For over two months, fisherfolk have prevented the contractor from beginning the construction of an interchange between the coastal road and the Worli end of the Bandra-Worli Sea Link.
While the BMC is providing a span of 60 m between the pillars of the interchange, the fisherfolk have demanded a navigational span of 200 m for safe passage of their boats. The fishermen maintain that the current design of interchange will cut them off from their traditional fishing grounds.
Starting 6.30 am on Tuesday, fishing boats from the bunders in Worli Koliwada surrounded the jetty and refused to vacate. The stand-off between the fisherfolk and the officials continued through the day. The tugboats and anchors were moved by evening, but not before the BMC officials, the contractors and the local police converged on the jetty to negotiate with the fisherfolk.
Reiterating that the interchange design and location have been vetted by competent authorities and that BMC is providing a higher navigational span than mandated by the guidelines of the Inland Waterways Authority of India, the civic body and the contractors tried to resume work at the Worli site.
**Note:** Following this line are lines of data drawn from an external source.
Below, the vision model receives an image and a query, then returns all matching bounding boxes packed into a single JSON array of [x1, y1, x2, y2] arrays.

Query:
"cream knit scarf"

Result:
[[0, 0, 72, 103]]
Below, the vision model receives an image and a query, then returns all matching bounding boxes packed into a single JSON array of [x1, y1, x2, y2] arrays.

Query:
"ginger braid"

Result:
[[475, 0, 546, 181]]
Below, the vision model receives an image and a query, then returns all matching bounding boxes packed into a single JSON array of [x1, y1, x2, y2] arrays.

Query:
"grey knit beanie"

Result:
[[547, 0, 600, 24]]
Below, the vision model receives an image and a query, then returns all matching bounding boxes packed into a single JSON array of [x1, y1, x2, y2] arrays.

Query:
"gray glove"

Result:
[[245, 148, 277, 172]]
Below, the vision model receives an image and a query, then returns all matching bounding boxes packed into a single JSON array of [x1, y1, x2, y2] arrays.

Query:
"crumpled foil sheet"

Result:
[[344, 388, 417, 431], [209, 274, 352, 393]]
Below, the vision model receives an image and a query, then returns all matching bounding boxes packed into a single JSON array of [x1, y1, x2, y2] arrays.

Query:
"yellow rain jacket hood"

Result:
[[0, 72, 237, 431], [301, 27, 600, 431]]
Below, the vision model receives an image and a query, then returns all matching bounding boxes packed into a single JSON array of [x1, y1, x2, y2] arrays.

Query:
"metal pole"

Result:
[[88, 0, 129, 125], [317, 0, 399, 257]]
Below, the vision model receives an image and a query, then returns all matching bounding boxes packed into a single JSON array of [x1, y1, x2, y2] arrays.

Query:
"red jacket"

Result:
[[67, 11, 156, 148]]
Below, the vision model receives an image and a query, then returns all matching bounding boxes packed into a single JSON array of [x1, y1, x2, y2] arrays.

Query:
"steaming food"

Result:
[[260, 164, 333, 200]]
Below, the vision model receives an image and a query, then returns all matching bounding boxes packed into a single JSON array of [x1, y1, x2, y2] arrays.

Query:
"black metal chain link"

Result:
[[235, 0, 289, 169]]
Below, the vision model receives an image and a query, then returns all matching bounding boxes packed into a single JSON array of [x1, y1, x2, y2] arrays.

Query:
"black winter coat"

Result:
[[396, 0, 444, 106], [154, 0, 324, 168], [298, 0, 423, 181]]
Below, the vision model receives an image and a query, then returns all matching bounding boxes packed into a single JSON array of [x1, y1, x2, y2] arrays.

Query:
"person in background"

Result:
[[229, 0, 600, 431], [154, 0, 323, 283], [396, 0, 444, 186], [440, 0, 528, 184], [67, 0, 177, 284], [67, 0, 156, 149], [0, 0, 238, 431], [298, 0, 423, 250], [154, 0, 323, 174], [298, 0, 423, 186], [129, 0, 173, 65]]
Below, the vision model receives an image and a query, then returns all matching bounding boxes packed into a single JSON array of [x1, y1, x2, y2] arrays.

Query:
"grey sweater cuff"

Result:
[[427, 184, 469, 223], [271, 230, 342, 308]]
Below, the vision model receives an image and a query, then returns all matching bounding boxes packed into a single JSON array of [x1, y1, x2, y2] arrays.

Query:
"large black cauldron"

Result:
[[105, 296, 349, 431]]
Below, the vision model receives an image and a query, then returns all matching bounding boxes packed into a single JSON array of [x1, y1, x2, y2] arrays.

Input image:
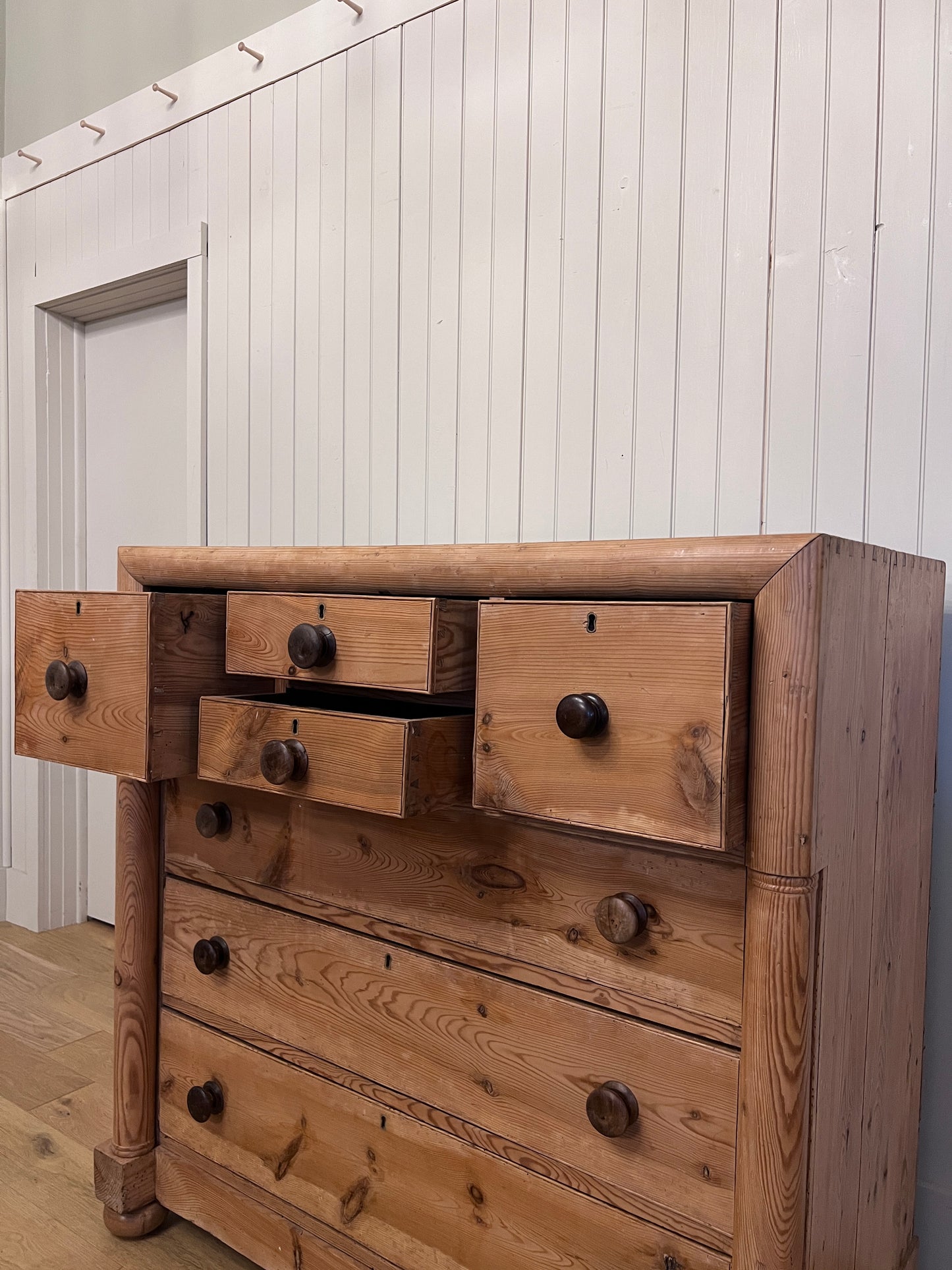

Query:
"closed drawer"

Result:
[[165, 778, 745, 1044], [15, 591, 245, 781], [163, 878, 737, 1246], [198, 691, 472, 815], [162, 1010, 729, 1270], [227, 591, 477, 692], [474, 600, 750, 851]]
Talking to the protesting fishermen, a policeman from the Worli police station said that the BMC has suggested that a qualified and independent organisation be appointed to review the fishing community’s demands.
However, the fishermen are irked with BMC’s insistence on an independent and expert review, which they say undermines their knowledge and expertise. Nitesh Patil of the Worli Koliwada Nakhwa Matsya Vyavsay Sahakari Society Limited said, “We will continue with the protest until our demands are met.”